The detergents of today are made to wash garments in cold water. They include enzymes that were created specifically to function in cold water.

On the other side, using hot water increases the likelihood that something may go wrong. Warm or hot water might shrink the fabric or cause the color to bleed, harming the embroidered stitching on your sweatshirt.

It’s important to note that heating the water consumes the majority of the energy used for laundry. So, washing with cold water is much less expensive and more ecologically friendly than washing with hot water, and it also reduces the danger of clothing damage.

Sort Your Light and Dark Laundry

Laundry color sorting is not as crucial as it formerly was. Cotton loses color more easily than modern synthetic fabrics like polyester. Furthermore, if you know how to wash with cold water, this also lessens the possibility of color bleeding.

You might want to be extra cautious while handling your embroidered clothing, especially when it comes to light-colored needlework, even if severe color bleeding is uncommon in contemporary washing.

A little bit of color bleeding onto needlework may have a significant negative impact on how it looks. Imagine a large white sign with pink spots that looks tacky.

Keep your darks and whites apart to reduce the risk of color degradation.
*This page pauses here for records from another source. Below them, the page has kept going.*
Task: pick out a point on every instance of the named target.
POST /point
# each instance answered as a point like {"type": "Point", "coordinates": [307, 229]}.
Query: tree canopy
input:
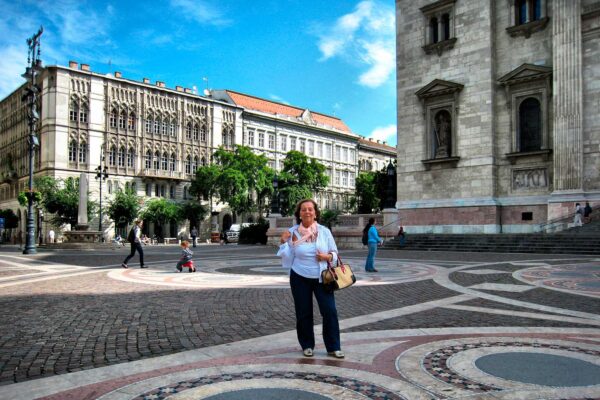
{"type": "Point", "coordinates": [300, 177]}
{"type": "Point", "coordinates": [123, 208]}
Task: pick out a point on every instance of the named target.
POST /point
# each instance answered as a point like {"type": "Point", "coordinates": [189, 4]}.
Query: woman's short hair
{"type": "Point", "coordinates": [299, 205]}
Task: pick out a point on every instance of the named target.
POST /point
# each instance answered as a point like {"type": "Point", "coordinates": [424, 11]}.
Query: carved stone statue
{"type": "Point", "coordinates": [442, 132]}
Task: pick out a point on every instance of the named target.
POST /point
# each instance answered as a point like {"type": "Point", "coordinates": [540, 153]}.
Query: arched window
{"type": "Point", "coordinates": [130, 157]}
{"type": "Point", "coordinates": [148, 159]}
{"type": "Point", "coordinates": [194, 164]}
{"type": "Point", "coordinates": [122, 119]}
{"type": "Point", "coordinates": [188, 130]}
{"type": "Point", "coordinates": [113, 118]}
{"type": "Point", "coordinates": [164, 161]}
{"type": "Point", "coordinates": [131, 122]}
{"type": "Point", "coordinates": [83, 111]}
{"type": "Point", "coordinates": [73, 151]}
{"type": "Point", "coordinates": [203, 133]}
{"type": "Point", "coordinates": [121, 156]}
{"type": "Point", "coordinates": [442, 134]}
{"type": "Point", "coordinates": [188, 165]}
{"type": "Point", "coordinates": [433, 30]}
{"type": "Point", "coordinates": [149, 124]}
{"type": "Point", "coordinates": [112, 155]}
{"type": "Point", "coordinates": [445, 27]}
{"type": "Point", "coordinates": [156, 160]}
{"type": "Point", "coordinates": [82, 152]}
{"type": "Point", "coordinates": [530, 126]}
{"type": "Point", "coordinates": [195, 132]}
{"type": "Point", "coordinates": [172, 162]}
{"type": "Point", "coordinates": [73, 110]}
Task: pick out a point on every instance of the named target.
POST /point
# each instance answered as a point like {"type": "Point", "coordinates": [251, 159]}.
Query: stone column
{"type": "Point", "coordinates": [567, 98]}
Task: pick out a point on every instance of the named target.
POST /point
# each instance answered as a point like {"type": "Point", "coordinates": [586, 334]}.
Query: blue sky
{"type": "Point", "coordinates": [335, 57]}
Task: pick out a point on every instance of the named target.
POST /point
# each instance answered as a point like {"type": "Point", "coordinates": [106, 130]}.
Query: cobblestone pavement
{"type": "Point", "coordinates": [429, 325]}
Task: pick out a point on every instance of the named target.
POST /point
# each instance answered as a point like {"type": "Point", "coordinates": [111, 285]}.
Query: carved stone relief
{"type": "Point", "coordinates": [525, 179]}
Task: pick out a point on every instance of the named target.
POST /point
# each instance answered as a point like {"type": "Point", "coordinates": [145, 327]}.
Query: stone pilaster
{"type": "Point", "coordinates": [568, 100]}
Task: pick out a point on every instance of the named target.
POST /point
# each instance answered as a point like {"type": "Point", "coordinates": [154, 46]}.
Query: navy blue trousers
{"type": "Point", "coordinates": [302, 291]}
{"type": "Point", "coordinates": [135, 246]}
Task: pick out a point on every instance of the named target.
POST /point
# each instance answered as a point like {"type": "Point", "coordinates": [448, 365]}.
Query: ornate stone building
{"type": "Point", "coordinates": [153, 138]}
{"type": "Point", "coordinates": [273, 129]}
{"type": "Point", "coordinates": [498, 126]}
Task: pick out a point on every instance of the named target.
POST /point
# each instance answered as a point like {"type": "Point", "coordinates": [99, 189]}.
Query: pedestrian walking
{"type": "Point", "coordinates": [136, 245]}
{"type": "Point", "coordinates": [186, 258]}
{"type": "Point", "coordinates": [578, 215]}
{"type": "Point", "coordinates": [305, 250]}
{"type": "Point", "coordinates": [587, 213]}
{"type": "Point", "coordinates": [194, 234]}
{"type": "Point", "coordinates": [373, 241]}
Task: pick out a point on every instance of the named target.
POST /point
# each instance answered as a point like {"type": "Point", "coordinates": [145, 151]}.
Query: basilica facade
{"type": "Point", "coordinates": [498, 125]}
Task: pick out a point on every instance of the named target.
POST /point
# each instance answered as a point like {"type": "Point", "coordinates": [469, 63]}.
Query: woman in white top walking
{"type": "Point", "coordinates": [305, 250]}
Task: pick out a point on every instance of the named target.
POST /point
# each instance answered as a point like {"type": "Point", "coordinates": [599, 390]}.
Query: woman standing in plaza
{"type": "Point", "coordinates": [305, 250]}
{"type": "Point", "coordinates": [373, 241]}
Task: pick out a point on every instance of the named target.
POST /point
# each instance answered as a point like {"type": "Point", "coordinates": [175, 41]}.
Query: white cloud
{"type": "Point", "coordinates": [368, 35]}
{"type": "Point", "coordinates": [201, 11]}
{"type": "Point", "coordinates": [385, 133]}
{"type": "Point", "coordinates": [13, 61]}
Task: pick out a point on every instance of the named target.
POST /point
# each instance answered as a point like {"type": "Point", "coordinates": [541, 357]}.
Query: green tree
{"type": "Point", "coordinates": [367, 192]}
{"type": "Point", "coordinates": [193, 211]}
{"type": "Point", "coordinates": [123, 208]}
{"type": "Point", "coordinates": [244, 180]}
{"type": "Point", "coordinates": [300, 178]}
{"type": "Point", "coordinates": [161, 211]}
{"type": "Point", "coordinates": [61, 198]}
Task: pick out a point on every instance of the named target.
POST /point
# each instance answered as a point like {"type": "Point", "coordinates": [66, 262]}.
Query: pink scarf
{"type": "Point", "coordinates": [309, 235]}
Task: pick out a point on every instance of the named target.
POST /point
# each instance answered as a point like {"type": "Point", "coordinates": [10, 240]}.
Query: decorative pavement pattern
{"type": "Point", "coordinates": [491, 327]}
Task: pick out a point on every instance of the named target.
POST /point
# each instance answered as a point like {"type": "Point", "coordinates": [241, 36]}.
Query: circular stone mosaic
{"type": "Point", "coordinates": [540, 369]}
{"type": "Point", "coordinates": [582, 278]}
{"type": "Point", "coordinates": [263, 274]}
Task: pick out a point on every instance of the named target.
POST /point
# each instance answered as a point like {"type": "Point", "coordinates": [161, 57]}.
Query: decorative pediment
{"type": "Point", "coordinates": [526, 73]}
{"type": "Point", "coordinates": [438, 87]}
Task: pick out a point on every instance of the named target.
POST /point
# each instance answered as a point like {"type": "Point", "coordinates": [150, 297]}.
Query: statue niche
{"type": "Point", "coordinates": [442, 132]}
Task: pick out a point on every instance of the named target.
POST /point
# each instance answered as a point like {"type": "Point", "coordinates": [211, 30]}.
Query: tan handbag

Wash your hoodie with your whites if the embroidery is white (even if the body of the sweater isn’t).

Don’t Overstuff the Washing Machine

An overcrowded washing machine has higher friction throughout the wash cycle. The surfaces of all the clothing constantly rub against one another when a load is too heavy. This can cause embroidered stitches to fall apart.

Load your machine to a maximum of three-fourths full to prevent overloading.

Use a Laundry Bag

Use a washing bag, also known as a washer bag or a garment bag, to protect embroidered garments.
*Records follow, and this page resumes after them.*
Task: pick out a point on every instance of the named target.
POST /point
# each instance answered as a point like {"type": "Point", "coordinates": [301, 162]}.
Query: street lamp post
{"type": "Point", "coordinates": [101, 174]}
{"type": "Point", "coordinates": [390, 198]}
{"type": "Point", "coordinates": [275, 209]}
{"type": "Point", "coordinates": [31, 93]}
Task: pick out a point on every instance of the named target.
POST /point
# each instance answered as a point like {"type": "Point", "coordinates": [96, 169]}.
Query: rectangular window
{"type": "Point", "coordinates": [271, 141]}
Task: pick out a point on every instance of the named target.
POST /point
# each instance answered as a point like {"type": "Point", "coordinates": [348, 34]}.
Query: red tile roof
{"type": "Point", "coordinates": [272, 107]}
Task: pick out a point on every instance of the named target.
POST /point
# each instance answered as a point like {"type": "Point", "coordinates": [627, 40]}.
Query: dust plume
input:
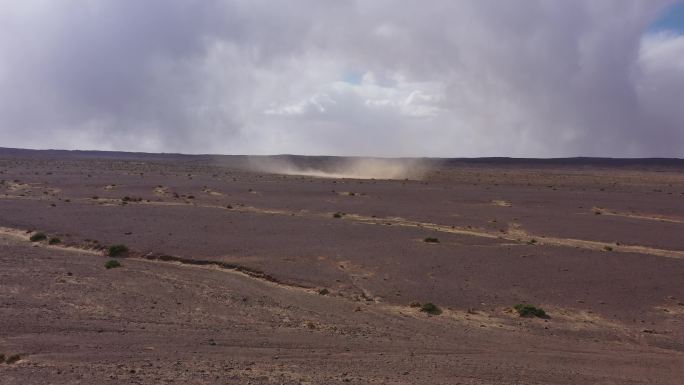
{"type": "Point", "coordinates": [334, 167]}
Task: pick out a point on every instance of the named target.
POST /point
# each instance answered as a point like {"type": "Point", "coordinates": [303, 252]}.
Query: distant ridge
{"type": "Point", "coordinates": [6, 152]}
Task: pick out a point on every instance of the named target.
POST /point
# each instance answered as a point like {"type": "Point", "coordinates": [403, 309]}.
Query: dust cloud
{"type": "Point", "coordinates": [352, 168]}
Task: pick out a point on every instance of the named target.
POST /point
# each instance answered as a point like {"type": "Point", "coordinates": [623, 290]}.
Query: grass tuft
{"type": "Point", "coordinates": [12, 359]}
{"type": "Point", "coordinates": [117, 250]}
{"type": "Point", "coordinates": [37, 237]}
{"type": "Point", "coordinates": [112, 264]}
{"type": "Point", "coordinates": [527, 310]}
{"type": "Point", "coordinates": [430, 308]}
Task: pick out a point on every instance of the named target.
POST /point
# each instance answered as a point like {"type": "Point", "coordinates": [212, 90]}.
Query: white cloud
{"type": "Point", "coordinates": [441, 78]}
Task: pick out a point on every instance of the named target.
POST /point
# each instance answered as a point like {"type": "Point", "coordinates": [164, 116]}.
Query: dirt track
{"type": "Point", "coordinates": [226, 265]}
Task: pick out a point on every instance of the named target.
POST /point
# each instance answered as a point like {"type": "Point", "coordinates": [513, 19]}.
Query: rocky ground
{"type": "Point", "coordinates": [240, 276]}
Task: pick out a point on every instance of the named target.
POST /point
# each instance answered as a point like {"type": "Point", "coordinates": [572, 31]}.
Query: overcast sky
{"type": "Point", "coordinates": [451, 78]}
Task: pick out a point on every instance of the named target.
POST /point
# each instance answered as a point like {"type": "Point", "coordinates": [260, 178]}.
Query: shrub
{"type": "Point", "coordinates": [13, 358]}
{"type": "Point", "coordinates": [37, 237]}
{"type": "Point", "coordinates": [431, 308]}
{"type": "Point", "coordinates": [116, 250]}
{"type": "Point", "coordinates": [527, 310]}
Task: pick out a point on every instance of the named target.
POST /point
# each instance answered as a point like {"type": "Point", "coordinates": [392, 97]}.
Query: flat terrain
{"type": "Point", "coordinates": [236, 275]}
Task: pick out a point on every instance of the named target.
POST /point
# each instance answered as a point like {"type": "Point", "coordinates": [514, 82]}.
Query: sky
{"type": "Point", "coordinates": [439, 78]}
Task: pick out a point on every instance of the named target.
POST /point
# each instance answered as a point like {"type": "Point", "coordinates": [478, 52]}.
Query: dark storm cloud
{"type": "Point", "coordinates": [441, 78]}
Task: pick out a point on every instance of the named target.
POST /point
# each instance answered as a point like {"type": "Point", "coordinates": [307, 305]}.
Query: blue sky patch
{"type": "Point", "coordinates": [671, 20]}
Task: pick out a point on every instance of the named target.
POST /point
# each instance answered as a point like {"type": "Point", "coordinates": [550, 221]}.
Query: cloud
{"type": "Point", "coordinates": [444, 78]}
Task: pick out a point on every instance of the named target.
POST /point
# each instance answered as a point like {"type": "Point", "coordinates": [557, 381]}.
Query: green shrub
{"type": "Point", "coordinates": [116, 250]}
{"type": "Point", "coordinates": [37, 237]}
{"type": "Point", "coordinates": [527, 310]}
{"type": "Point", "coordinates": [13, 358]}
{"type": "Point", "coordinates": [431, 308]}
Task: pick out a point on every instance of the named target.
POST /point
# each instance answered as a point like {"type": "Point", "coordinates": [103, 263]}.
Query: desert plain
{"type": "Point", "coordinates": [293, 270]}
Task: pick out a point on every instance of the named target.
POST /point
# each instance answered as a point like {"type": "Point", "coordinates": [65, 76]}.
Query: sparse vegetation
{"type": "Point", "coordinates": [527, 310]}
{"type": "Point", "coordinates": [117, 250]}
{"type": "Point", "coordinates": [37, 237]}
{"type": "Point", "coordinates": [12, 359]}
{"type": "Point", "coordinates": [430, 308]}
A washing bag is a bag that may be used for a wash cycle without risk. Mesh or a material comparable to it is used to make laundry bags. This material allows water and soap to permeate the clothing but prevents direct contact with other things.

The likelihood of damage is decreased when you wash your embroidered sweatshirt in a laundry bag since the embroidered area experiences less damaging friction.